Today I was exposed to the ridiculous titanic juggernaught that is the factory "Union". By the sounds of it from the lips of the other factory Doofuses around me, the Union is one big organized ‘Bitchfest’ with free coffee and a box of Timbit’s. Despite having already worked there for five days already, and with nothing ever having been explained to me properly about the inner workings of this Devil’s Lair, my fellow employees, or even my position other than the usual daily formula of “check, mark with purple marker, recap, repack”, that I was now also be required by the Union to wear safety goggles at all times - and that I was required to pay $3.50 for a pair to do so. All this was just explained to me rather gruffly and vaguely by the new plant Union Rep (or "Fat Guido Bastard", as I have now taken to calling him). All the time with his greasy palm out waiting for the payment of goggle money.

First off, not being part of the official Iafrate Union yet, and I am only here on a temporary basis in the first place (I was brought in to work for slave wages so the Union could lay off another twenty of their own Union members) I deemed I was in no way, and under no obligation to listen to, abide by, or be responsible to this lazy self-serving dicksmack whose only other responsibility it seems is to read the daily paper in his air-conditioned, soundproof office with his feet up and changing the Hustler calendar pinup girls in the bathroom at the end of every month. No way am I going to pay him, or any Union member, anything that is not directly involved with my work or my employment concerns.

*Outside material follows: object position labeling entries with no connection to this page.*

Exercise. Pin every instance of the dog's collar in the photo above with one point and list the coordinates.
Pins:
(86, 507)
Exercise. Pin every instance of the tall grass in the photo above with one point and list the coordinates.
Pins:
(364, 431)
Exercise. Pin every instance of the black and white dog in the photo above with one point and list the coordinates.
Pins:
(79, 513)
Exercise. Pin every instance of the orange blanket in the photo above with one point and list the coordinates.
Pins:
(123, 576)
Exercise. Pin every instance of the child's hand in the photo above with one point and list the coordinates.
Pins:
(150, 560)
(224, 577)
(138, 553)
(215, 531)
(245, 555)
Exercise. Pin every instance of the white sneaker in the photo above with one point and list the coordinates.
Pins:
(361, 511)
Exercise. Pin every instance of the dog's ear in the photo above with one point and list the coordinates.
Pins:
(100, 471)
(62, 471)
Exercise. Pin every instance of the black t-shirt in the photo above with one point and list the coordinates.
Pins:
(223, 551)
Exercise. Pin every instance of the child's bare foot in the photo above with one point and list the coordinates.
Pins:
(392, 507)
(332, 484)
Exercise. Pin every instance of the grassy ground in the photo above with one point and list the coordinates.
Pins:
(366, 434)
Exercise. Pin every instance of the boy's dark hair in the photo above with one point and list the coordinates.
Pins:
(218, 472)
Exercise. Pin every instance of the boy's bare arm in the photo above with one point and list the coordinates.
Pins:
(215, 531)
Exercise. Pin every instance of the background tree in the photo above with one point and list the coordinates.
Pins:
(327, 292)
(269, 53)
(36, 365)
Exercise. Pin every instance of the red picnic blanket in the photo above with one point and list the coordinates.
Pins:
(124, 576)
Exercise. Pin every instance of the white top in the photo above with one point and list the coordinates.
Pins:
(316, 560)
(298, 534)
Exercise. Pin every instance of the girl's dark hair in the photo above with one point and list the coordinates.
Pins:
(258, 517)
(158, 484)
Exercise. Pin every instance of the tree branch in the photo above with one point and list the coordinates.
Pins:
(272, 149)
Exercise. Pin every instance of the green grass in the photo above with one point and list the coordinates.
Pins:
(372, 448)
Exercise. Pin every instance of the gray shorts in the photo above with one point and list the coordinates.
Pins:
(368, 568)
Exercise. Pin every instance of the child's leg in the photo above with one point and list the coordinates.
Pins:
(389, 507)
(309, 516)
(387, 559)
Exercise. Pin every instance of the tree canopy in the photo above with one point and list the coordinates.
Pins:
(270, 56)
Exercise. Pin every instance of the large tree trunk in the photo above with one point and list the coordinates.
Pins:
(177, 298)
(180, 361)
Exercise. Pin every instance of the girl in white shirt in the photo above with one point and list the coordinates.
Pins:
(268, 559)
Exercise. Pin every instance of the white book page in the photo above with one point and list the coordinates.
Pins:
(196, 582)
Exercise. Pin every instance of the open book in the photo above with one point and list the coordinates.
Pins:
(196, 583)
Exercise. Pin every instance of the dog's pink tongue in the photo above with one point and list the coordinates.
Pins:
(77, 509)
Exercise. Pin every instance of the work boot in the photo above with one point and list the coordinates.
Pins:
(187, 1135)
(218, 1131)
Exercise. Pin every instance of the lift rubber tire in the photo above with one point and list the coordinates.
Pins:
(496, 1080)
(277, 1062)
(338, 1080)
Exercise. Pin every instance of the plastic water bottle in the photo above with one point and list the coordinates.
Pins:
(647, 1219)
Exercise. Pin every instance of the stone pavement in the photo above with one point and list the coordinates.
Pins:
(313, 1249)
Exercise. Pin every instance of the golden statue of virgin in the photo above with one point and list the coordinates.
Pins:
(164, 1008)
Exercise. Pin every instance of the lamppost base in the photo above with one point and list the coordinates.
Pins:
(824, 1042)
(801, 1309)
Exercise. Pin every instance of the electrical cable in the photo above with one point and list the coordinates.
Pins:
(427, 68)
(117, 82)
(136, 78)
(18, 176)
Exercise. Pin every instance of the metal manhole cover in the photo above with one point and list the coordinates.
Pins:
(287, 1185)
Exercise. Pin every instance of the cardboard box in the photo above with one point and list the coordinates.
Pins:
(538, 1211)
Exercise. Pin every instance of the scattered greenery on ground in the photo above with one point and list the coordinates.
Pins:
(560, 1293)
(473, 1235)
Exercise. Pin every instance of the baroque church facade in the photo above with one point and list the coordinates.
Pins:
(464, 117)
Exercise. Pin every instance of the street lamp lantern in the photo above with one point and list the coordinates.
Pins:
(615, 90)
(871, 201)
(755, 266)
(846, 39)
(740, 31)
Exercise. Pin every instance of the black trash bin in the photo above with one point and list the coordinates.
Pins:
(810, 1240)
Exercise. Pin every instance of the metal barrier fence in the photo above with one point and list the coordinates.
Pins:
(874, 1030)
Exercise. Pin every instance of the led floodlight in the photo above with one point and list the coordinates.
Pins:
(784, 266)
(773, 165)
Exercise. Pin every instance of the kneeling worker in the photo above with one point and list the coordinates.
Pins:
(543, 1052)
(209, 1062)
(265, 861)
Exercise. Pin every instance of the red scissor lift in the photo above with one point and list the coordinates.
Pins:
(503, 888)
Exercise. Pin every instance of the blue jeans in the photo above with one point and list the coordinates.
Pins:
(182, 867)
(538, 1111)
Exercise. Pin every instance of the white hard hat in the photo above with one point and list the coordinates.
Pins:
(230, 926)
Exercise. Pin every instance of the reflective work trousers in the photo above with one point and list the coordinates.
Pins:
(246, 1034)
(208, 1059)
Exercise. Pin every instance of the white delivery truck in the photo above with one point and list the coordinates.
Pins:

Why am I required to wear safety goggles now anyways? Beats the shit out of me! There is no other machinery operators that have to wear safety goggles as all their machines are closed and safely concealed as they operate. So why then would a lowly "Quality Control Sorting Technician", such as myself, be forced to wear them? Particularly when I am in no way in any immediate danger of having my eye poked out? If it should ever be so fucking stupid to end up jabbing out my eye with my dull purple marker, I will assume FULL responsibility for my inept lack of dexterity. I'm not one of Jerry's Kids.

What else are they expecting to happen when you work in a practically abandoned warehouse, marking blunt metalic ball bearings out of a cardboard box with a purple marker? Are they worried a bird might be blinded in flight by the sun reflecting off the scrap metal dumpster outside our window and fly in through the bay door loading platform and skewer itself into my eyeball with it's beak? Not bloody fucking likely is it? I’m sure this is just other thing that the mulleted Factory Doofuses have conjured up in a means to make us lowly temporary workers suffer more throughout our work day. Next they’ll require us to wipe our asses with fine grit sand paper.

(And on Day 5, I handed in my resume to the office of my current employer and thus initiated the motivated disgruntlement that I would persist with me for the next four years leading up to today.)